Ban on ragging rites enrages French traditionalists

九月 19, 1997

Paris. Fierce opposition from the French education ministry brought traditional initiation rites to a halt last week in some preparatory classes for the grandes ecoles.

Legislation before parliament next month would impose up to six months' jail and Pounds 5,000 in fines for any "student or pupil imposing on another student or pupil, pressure of any kind, acts, attitudes or behaviour incompatible with human dignity".

There has been a growing campaign against ragging, which is organised by older students in the selective higher education sector In its extreme forms it allegedly involves sexual, physical and psychological abuse lasting from one to several weeks.
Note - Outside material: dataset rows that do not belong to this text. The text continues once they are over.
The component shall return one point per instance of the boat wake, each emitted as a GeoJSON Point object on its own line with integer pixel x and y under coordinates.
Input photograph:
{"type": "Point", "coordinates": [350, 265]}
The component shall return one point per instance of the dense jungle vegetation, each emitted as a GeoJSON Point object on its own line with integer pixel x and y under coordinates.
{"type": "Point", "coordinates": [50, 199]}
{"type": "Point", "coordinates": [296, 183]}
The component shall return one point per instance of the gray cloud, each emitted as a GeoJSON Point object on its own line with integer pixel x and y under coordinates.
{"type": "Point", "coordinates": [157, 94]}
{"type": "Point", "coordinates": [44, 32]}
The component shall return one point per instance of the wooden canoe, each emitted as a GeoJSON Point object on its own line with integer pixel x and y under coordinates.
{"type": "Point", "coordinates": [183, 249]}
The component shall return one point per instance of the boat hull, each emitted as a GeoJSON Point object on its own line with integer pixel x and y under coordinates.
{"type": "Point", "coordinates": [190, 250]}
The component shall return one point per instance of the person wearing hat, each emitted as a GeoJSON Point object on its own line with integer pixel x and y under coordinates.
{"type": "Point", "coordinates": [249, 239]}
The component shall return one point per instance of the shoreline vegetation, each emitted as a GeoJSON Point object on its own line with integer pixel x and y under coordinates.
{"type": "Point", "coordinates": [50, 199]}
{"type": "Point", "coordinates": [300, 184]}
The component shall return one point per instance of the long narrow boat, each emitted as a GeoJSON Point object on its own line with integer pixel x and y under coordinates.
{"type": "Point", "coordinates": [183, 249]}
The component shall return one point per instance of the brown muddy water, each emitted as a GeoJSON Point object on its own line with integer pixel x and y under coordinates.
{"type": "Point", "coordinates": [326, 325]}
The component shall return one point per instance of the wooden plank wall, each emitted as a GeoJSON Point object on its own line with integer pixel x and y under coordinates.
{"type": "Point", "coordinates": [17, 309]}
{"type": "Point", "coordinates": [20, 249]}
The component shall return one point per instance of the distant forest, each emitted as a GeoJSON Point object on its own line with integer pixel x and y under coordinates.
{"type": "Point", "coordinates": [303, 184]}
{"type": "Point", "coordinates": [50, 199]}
In October, it may become clear whether the grandes ecoles will bow to pressure as the lycees appear to have done. It is in the engineering, medical, veterinary and business schools that the tradition is most entrenched.

At a round table with campaigners at the start of last week, junior education minister Segolene Royal promised tough action if she heard of abusive ragging. She stopped short of an anti-ragging committee suggestion for free-phone help-lines offering legal and psychological support in each education authority.

But by mid-week, furious phone calls from the ministry brought ragging to a sudden halt in one of the top Paris lycees offering preparatory classes, the Roman Catholic lycee Stanislas.

The new director of the school, Henri Hude, was outraged by the intervention.

The student organisers of the ragging were quite genuinely unable to see objections to dressing up in dark glasses and black leather coats and shouting while making the freshers do press-ups, or waking them at 6am with horns to run around the yard.

"The ministry said this was abuse. It's ridiculous. We dress up and do these things to impress the newcomers. We're authoritarian at times, then chat with them. It's theatrical and creates a bond because it's an unusual experience. But sexual harassment was stopped years ago," said student association president Benjamin Andre.

But leading campaigner Jean-Claude Delarue, who claims his association is now getting a dozen calls for help a day, said: "If students are acting under constraint, it can never be acceptable. The ragging can be very abusive - there has been sodomy.

"Bad publicity has partly reduced extreme forms of ragging, but partly sent it underground. I agree with Segolene Royal that it will take a prison sentence to stamp it out," he added.

Next year, Stanislas will substitute visits to terminally ill cancer and Aids patients for press-ups and leap-frogging. "The authorities take a repressive, moralistic approach, but we still need to find ways to foster bonding," said Mr Hude.